Natürlich besteht eine Verbindung. Sobald die diplomatischen Bemühungen zu einer Waffenstillstandslösung führen, die für Israel akzeptabel ist, werden die Kämpfe eingestellt. Vorläufig gibt es keinen Waffenstillstand.

Könnte die Ausweitung der Bodenoffensive, die zeitlich mit dem diplomatischen Endspurt zusammenfällt, in der Welt nicht als Versuch interpretiert werden, die internationalen Anstrengungen zu sabotieren?

Die Welt steht nicht unter Raketenbeschuss. Galiläa wird von Raketen beschossen. In der Welt sitzen nicht eine Million Menschen in den Bunkern. Alle Welt redet von libanesischen Flüchtlingen. Auch im Staat Israel gibt es Flüchtlinge. Wir müssen das Problem lösen, denn wir werden beschossen, nicht die Welt. Der Welt ist es bis heute nicht gelungen, die Raketen einzudämmen.

Glauben Sie, dass die Ausweitung der Bodenoffensive die Raketen stoppen wird?

Vielleicht wird sie nicht zum kompletten Stopp führen, aber zu einer Situation, in der viel weniger Katjuschas als heute auf Israel abgeschossen werden.

Reichen 15.000 libanesische Soldaten, wie die libanesische Regierung vorschlägt, um das Kampfgeschehen sofort einzustellen?
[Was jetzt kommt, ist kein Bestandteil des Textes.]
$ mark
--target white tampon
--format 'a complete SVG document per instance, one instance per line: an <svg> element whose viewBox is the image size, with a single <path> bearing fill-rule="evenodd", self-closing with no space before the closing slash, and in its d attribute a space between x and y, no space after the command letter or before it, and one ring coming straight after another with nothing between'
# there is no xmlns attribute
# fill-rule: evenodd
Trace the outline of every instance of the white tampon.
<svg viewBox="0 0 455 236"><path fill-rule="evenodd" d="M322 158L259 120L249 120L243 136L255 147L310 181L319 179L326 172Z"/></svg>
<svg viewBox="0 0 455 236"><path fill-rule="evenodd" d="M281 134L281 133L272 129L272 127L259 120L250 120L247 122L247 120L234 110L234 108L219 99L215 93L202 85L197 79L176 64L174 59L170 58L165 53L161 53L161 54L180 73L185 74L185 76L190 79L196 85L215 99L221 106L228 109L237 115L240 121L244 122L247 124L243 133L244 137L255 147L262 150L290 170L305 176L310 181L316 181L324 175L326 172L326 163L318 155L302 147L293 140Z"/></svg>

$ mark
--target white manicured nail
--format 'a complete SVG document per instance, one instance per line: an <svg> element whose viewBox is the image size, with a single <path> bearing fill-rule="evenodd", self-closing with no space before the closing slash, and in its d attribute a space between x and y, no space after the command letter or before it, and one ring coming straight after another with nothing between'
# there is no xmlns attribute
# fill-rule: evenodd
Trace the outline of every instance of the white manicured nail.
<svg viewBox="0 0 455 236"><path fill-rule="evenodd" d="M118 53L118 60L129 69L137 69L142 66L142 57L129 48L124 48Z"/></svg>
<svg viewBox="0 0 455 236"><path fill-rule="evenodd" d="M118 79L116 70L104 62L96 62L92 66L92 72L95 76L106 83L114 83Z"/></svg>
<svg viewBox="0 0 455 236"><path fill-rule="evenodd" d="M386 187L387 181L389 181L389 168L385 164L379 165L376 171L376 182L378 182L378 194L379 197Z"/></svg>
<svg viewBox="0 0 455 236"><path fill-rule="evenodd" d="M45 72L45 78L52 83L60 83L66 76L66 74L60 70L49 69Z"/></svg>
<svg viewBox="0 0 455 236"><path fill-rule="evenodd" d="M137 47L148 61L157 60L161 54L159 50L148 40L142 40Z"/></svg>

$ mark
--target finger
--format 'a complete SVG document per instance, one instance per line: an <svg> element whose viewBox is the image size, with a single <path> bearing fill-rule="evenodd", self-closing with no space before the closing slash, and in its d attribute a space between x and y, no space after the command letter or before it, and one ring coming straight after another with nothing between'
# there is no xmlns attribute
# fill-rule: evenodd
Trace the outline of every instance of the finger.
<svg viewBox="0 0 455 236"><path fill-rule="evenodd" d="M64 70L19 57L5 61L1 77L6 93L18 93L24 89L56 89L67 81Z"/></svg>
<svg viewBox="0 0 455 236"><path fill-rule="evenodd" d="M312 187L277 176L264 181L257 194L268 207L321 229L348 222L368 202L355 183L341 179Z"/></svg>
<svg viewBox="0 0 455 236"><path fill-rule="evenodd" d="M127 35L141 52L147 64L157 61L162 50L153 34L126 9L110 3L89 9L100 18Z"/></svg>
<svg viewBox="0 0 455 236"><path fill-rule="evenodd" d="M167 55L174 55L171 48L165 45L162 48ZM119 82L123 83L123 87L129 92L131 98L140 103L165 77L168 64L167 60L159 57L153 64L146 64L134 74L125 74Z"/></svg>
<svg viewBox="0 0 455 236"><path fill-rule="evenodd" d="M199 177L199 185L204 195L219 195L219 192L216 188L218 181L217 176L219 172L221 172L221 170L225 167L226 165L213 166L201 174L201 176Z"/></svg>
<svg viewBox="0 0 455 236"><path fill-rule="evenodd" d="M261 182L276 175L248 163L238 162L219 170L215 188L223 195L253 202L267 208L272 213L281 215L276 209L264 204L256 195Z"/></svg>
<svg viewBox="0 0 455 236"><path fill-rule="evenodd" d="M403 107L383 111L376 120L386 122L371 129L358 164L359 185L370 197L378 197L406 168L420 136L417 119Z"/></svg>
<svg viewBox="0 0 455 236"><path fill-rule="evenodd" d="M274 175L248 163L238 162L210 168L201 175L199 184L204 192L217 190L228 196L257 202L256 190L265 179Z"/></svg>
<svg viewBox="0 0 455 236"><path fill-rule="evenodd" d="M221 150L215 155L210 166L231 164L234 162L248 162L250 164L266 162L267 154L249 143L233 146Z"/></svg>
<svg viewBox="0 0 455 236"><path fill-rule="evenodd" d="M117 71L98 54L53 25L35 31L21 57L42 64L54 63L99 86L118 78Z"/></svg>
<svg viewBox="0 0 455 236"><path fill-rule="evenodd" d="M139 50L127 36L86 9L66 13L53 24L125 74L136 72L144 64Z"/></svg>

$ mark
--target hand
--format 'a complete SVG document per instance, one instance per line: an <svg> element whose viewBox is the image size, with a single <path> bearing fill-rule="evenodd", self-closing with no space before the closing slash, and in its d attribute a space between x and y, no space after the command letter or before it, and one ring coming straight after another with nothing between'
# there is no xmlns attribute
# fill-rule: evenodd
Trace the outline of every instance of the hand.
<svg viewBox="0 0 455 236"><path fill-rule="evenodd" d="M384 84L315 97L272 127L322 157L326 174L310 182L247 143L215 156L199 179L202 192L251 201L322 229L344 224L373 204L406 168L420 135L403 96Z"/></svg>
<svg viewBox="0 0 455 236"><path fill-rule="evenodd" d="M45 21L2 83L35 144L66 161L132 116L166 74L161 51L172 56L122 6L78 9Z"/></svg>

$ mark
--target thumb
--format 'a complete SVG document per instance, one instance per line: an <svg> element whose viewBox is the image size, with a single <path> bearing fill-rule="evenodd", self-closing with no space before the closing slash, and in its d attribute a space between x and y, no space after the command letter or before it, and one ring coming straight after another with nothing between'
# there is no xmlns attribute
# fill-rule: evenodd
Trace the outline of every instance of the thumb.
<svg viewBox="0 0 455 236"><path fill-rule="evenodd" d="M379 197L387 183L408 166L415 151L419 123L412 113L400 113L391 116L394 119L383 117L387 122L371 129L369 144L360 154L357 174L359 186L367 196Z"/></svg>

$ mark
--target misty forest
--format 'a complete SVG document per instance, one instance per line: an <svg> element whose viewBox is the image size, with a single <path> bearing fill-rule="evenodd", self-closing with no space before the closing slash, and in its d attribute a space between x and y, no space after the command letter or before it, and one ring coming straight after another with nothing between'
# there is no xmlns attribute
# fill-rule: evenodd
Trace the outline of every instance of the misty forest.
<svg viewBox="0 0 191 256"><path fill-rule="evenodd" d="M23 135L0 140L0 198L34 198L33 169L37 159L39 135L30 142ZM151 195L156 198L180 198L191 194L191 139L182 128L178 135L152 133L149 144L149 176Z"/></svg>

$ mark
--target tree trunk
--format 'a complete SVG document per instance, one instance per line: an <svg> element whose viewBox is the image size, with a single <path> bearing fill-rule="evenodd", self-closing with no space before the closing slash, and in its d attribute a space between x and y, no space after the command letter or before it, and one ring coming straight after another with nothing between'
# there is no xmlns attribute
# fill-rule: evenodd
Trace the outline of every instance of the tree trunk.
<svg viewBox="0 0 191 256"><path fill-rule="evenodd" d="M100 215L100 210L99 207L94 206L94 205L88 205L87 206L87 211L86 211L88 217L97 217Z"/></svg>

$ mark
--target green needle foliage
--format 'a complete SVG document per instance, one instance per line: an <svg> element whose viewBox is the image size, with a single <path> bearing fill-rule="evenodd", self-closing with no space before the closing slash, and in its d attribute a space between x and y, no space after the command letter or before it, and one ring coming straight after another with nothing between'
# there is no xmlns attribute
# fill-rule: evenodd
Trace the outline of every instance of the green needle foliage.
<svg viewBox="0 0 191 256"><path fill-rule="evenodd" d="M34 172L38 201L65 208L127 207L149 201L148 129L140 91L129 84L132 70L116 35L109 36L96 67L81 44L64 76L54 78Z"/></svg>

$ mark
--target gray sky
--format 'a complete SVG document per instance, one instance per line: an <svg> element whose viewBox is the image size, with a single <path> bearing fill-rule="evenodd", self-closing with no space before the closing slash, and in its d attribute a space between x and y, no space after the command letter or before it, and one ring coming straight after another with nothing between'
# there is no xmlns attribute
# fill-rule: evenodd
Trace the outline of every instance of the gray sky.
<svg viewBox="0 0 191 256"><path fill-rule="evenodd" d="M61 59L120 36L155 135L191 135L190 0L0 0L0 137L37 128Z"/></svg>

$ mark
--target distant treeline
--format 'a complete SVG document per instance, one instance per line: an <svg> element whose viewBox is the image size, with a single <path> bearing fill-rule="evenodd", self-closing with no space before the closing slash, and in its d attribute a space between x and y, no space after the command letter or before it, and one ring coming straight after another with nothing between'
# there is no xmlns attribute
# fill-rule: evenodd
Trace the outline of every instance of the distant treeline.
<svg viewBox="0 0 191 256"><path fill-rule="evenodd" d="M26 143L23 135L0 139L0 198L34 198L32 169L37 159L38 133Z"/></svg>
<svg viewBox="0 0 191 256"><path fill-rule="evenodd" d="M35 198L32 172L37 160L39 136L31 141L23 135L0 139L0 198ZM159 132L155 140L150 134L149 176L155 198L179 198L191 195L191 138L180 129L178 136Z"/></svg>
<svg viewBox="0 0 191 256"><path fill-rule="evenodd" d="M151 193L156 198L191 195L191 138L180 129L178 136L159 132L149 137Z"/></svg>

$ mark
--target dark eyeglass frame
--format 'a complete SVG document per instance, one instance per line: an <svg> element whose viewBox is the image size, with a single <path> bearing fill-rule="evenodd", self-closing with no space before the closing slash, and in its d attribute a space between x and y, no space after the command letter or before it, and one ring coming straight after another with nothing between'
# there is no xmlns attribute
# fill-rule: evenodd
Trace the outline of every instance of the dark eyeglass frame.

Man braucht viel weniger als 15.000 Soldaten, um die Kämpfe einzustellen. Was passieren muss, ist, dass die libanesische Regierung die Verantwortung für die Geschehnisse in ihrem Land übernimmt. Wenn wir es mit einer Armee zu tun haben, die die Anweisungen der libanesischen Regierung ausführt und die Bedrohung gegen Israel beendet, dann reicht das völlig aus. Damit können sie gleich anfangen.

Wie schätzen Sie das Kräfteverhältnis bei dem Entscheidungsprozess ein. Wer entscheidet: Stabschef Halutz oder Premierminister Olmert?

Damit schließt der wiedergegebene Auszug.